ASEAN struggles for credibility as members feud

by Martin Abbugao,
Agence France-Presse
Posted at 9th May, 2011

JAKARTA, Indonesia - It was supposed to be a summit to advance ASEAN's community-building goals, but as Southeast Asian leaders sat down in Indonesia at the weekend, the cracks began to show.

Minutes into the meeting on Saturday at Jakarta's swanky convention center, Cambodian Prime Minister Hun Sen launched into a tirade against Thailand over a border conflict which has cost 18 lives since February.

The row hijacked the Association of Southeast Asian Nations summit and fuelled concern that such distractions are hurting the credibility of the group's plans to create a fully integrated community by 2015.

"When you have a feud in the family, especially when fighting can be heard outside the house, it is very embarrassing to the neighbors," a regional diplomat said.

Mediation efforts by current ASEAN chair Indonesia have so far yielded few concessions that could lead to a lasting ceasefire and negotiated political solution between the warring neighbors.

Eighteen people have been killed and 85,000 temporarily displaced in weeks of clashes over ownership of a small patch of territory surrounding an 11th-century Khmer temple. The temple itself belongs to Cambodia.

International pressure on ASEAN is also expected to mount after Myanmar announced it wants to chair the group in 2014 despite allegations of ongoing human rights abuses and doubts over democratic reforms, including an election last year that was widely regarded as a sham.

"We cannot afford to put our community building efforts in jeopardy by failing to respond to such bilateral conflicts," Philippine President Benigno Aquino said at the meeting, according to a copy of his speech seen by AFP.

"We call on both countries to move forward in the interest of the region's peace and stability. Intra-regional skirmishes do not bode well for... ASEAN's peace and stability or its credibility in the international community."

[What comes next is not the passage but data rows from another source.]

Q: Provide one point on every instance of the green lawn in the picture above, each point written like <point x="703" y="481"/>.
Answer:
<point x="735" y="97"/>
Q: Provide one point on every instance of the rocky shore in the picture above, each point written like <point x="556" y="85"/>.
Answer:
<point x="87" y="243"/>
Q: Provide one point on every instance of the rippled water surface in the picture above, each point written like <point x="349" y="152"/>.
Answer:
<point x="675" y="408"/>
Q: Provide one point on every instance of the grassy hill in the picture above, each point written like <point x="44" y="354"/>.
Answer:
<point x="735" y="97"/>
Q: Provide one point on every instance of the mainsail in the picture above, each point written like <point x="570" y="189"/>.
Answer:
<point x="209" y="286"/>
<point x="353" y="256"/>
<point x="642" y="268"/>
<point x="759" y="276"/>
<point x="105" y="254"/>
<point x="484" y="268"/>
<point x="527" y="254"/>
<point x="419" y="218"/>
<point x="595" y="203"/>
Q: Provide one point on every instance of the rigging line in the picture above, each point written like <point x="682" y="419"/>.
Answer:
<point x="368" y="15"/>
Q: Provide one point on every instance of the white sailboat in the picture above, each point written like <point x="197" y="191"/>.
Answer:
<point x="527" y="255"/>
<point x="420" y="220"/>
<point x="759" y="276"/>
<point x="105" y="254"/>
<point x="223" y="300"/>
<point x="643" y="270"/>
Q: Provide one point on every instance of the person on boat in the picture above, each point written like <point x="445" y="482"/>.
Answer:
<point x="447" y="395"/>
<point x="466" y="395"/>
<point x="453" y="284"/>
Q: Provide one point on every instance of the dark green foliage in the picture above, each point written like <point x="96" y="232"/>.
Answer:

Aquino also called for the release of remaining political prisoners in Myanmar, saying this will be a "concrete step" in its reform process.

ASEAN wants to be the driver of future debates about security and economic challenges in the Asia-Pacific region, but Ernest Bower, a US-based Southeast Asia specialist, said there were doubts it was up to the challenge.

"The key issue is ASEAN credibility -- it must move toward being more specific about how it will define whether it is achieving its self-defined goals for regional economic, social-cultural and political security integration," Bower, of the Center for Strategic and International Studies in Washington, told AFP.

"General goals are already defined, it needs to now focus on clear definable accomplishments in order to convince its business leaders and citizens that policy will be changed to move toward genuine progress toward these goals."

Among others, ASEAN should obtain a ceasefire and peace process from Thailand and Cambodia and "define a baseline criteria" for Myanmar to meet before takes over chairmanship, Bower said.

It must also agree on a "pro-active and comprehensive" agenda for the East Asia Summit (EAS) that ASEAN will host in November, he added.

The East Asia Summit will be attended by the Russian and US leaders for the first time since their entry into the forum last year. With China and Japan also members, the ASEAN-driven EAS has become a heavyweight on the regional diplomatic stage.

Diplomatic sources say Beijing is against putting maritime security on the agenda because it wants to avoid US meddling in South China Sea territorial disputes.

ASEAN members Brunei, Malaysia, the Philippines and Vietnam have partial claims on the Spratlys, an island-chain in the South China Sea which is being claimed in whole by China. Taiwan is the sixth claimant.

The group's end-of-summit statement on Sunday said the EAS would discuss economic and strategic issues but made no direct reference to maritime security being on the agenda.